Die möglichen Gewitter der Nacht ziehen über die Rinne hinweg nach Osten und
laufen sich tot bzw. bekommen einen kalten Fuß und erreichen als leichter Regen
die Elbe bzw. die Regionen knapp östlich davon. Im Nordosten und im äußersten
Osten bleibt es trocken und die Sonne scheint zwischen Wolkenfeldern zeitweise.

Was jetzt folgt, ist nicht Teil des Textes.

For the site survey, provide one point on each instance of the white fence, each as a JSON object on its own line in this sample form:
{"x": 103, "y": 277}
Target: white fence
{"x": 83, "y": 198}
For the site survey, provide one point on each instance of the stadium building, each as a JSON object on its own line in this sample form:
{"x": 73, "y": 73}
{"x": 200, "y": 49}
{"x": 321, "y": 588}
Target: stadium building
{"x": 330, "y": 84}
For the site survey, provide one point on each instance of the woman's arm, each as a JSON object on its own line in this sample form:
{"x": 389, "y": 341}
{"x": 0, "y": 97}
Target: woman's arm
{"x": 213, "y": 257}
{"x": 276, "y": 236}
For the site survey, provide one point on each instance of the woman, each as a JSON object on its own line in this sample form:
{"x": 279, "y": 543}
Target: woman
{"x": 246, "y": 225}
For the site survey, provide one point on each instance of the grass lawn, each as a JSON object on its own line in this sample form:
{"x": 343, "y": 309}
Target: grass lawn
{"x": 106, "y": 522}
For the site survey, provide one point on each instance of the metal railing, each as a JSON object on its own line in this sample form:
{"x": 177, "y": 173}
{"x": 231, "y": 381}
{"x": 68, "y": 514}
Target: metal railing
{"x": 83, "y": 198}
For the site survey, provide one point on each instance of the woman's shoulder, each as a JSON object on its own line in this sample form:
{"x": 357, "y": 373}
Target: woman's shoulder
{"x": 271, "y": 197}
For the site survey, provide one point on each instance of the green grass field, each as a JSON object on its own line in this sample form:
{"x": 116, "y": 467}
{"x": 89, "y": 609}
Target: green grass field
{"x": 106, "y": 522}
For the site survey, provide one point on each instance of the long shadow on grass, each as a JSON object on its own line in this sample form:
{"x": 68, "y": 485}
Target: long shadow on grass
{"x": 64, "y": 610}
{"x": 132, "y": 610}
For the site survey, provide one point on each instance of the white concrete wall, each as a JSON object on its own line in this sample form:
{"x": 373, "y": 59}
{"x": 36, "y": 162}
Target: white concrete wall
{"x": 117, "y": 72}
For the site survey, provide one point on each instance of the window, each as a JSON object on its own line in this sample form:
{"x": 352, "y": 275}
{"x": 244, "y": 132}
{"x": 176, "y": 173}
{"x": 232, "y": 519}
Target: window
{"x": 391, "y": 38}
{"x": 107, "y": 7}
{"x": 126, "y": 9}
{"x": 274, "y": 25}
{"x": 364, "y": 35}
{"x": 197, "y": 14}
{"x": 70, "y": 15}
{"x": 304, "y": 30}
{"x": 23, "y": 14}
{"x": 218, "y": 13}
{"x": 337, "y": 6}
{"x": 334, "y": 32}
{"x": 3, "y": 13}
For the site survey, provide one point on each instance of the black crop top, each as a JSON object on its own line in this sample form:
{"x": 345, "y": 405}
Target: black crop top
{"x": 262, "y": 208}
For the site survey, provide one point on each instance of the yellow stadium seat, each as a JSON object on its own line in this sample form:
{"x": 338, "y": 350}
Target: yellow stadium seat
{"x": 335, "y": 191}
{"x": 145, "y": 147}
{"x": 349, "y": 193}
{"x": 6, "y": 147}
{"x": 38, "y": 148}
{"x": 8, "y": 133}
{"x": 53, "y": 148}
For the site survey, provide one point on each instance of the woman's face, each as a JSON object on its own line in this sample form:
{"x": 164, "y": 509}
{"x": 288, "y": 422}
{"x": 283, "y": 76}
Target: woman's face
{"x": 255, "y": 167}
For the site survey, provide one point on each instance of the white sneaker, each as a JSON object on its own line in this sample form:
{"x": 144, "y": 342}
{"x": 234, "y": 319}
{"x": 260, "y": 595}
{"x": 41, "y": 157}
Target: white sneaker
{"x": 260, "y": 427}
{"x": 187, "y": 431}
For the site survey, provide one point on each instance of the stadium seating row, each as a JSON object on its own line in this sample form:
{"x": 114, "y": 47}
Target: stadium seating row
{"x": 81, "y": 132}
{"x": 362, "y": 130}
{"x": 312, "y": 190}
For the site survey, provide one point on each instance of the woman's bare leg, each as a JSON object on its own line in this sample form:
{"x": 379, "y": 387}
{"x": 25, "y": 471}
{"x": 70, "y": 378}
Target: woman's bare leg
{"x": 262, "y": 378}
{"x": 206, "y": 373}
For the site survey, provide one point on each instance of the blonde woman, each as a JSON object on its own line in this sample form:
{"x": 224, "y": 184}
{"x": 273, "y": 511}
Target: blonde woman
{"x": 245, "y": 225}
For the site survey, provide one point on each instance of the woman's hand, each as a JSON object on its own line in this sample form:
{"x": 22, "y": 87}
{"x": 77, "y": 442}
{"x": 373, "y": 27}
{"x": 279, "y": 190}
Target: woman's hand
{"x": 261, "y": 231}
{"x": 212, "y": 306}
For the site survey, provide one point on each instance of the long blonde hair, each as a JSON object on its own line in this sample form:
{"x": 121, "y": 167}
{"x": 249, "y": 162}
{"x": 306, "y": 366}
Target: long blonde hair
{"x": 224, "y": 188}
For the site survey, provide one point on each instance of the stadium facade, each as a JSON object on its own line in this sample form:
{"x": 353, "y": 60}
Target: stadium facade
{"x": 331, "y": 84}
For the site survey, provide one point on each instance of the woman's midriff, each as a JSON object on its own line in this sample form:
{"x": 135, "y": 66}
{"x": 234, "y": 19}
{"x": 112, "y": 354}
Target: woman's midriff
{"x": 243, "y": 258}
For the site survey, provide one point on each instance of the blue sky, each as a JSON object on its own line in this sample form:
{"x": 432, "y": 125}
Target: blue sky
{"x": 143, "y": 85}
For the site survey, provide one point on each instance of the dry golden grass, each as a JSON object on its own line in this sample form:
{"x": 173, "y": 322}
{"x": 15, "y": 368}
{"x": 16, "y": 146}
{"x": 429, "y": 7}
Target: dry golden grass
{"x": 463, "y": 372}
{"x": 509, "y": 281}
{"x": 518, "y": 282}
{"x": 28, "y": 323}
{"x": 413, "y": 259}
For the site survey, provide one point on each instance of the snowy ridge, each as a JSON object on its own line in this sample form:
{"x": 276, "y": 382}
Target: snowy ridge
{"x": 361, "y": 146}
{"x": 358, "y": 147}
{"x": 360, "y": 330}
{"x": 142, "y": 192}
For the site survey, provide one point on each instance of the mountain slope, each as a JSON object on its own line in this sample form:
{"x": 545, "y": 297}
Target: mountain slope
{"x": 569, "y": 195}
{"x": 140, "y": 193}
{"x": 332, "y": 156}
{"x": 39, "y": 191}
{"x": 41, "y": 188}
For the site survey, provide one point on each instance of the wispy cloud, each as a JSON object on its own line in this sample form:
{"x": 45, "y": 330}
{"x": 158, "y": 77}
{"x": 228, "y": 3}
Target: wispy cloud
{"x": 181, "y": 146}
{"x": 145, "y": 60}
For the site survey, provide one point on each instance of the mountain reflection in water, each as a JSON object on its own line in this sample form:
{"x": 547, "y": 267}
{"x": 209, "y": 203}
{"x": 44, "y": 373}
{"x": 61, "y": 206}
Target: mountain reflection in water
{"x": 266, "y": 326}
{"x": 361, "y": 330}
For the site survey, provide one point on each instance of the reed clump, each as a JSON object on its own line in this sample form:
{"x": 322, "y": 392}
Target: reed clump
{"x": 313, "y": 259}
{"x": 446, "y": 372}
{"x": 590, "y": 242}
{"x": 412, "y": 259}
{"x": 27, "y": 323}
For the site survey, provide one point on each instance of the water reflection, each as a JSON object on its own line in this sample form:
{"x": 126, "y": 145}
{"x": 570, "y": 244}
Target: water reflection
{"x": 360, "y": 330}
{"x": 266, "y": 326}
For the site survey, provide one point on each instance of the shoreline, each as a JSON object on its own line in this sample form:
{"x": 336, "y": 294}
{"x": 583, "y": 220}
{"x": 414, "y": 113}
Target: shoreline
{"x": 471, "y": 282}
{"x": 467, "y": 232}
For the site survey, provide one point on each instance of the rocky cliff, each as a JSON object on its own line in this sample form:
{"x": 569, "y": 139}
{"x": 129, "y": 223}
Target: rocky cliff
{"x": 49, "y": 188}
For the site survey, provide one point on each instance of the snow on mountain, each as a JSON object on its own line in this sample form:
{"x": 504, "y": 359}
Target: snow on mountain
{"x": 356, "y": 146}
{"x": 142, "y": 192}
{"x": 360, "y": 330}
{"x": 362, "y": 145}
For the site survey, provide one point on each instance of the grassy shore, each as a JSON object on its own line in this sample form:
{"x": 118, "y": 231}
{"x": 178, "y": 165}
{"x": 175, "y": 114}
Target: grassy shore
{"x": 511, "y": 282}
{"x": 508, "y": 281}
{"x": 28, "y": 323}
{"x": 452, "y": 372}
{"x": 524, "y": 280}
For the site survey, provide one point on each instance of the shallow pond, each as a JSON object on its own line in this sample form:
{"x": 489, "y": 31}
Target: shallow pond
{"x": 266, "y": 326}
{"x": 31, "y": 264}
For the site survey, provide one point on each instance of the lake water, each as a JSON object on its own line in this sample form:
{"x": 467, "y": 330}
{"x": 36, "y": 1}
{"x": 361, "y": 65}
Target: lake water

In der Rinne und südwestlich davon entstehen in der feuchten und instabilen
Warmluft, forciert durch den dynamischen
Hebungsantrieb, Schauer und Gewitter. Außen vor könnten Teile des Westens sein,
wo im Tagesverlauf hinter der Kaltfront eine leichte Stabilisierung und
Abtrocknung einsetzt. Den Zellen stehen 200 bis 500, in Bayern bis 650 J/kg
ML-CAPE zur Verfügung. Zudem nimmt zumindest die hochreichende Scherung im
Westen und über der Mitte zu, inwieweit sich dies mit der Labilität überlappt,
ist noch unsicher, aktuell sieht es aber außer im Emsland und im nördlichen NRW
nicht optimal aus. Dennoch sind kräftige Entwicklungen auf jeden Fall ins Kalkül
zu ziehen.
Bei PPWs von 25 bis 30 mm und mittlerer Zellgeschwindigkeit von 10 bis 15 kt ist
in erster Linie der Starkregen als
Begleiterscheinung zu nennen, der durchaus das Unwetterkriterium erfüllen kann.
Schwere Sturmböen oder größerer Hagel sind ebenfalls nicht ausgeschlossen,
sollten sich bei besserer CAPE-SHEAR-Überlappung organisierte Strukturen bilden.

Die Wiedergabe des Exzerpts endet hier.